This French drug-running drama is a slick but over-familiar cops-and-robbers thriller

A drug-running French drama set in 1970s Marseille called The Connection? You could be forgiven for thinking that Cédric Jimenez’s second feature is a Gallic remake of William Friedkin's 1971 Oscar-winning classic. But strip away the obvious parallels – the movies are both, in fact, based on the same real-life events – and the film actually has far more in common with Michael Mann's cops-and-robbers thriller Heat than it does The French Connection.

Like Heat, this is a tale of two tough guys on either side of the law. One is Gaëtan "Tany" Zampa (Gilles Lellouche), a notorious kingpin smuggling vast amounts of heroin to the US; the other is Pierre Michel (Jean Dujardin), an indefatigable magistrate determined to bring him to justice.

From this familiar set-up Jimenez piles on the tropes. Incorruptible cop whose obsession with his job strains his relationship with his wife? Check. Ruthless criminal who begins to display a touch of humility? Check. Ambitious gangster who betrays his friend and boss? Check. “Drop it, magistrate," Michel is told at one point. "It goes too high up.”

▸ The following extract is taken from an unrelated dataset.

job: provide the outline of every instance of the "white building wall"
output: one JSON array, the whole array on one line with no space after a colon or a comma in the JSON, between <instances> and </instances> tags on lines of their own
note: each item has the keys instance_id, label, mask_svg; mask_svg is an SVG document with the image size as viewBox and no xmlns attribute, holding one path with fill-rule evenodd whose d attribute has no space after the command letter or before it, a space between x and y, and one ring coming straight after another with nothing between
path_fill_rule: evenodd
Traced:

The Connection is a genre exercise by a director finding his feet – slick, sure, but lacking Heat's taut set pieces and the De Niro-Pacino star wattage. That Jimenez attempts to recreate that film's famous diner scene – by having Michel and Tany only come face to face once, in a candid showdown on the side of the motorway – also highlights the absence of originality going on here.

Scene by scene, however, it looks excellent: a gritty evocation of Seventies crime dramas, steeped in a period detail that doesn't ever feel kitsch. Elevating the film further still are the performances: Lellouche, particularly, breathes life into Jimenez and Audrey Diwan's script, his nonchalant veneer crumbling as his power begins to wane. Jimenez deserves credit, too, for the ending. Yes, it may be slow in arriving, but when it comes it hits like a body blow: bold and devastating.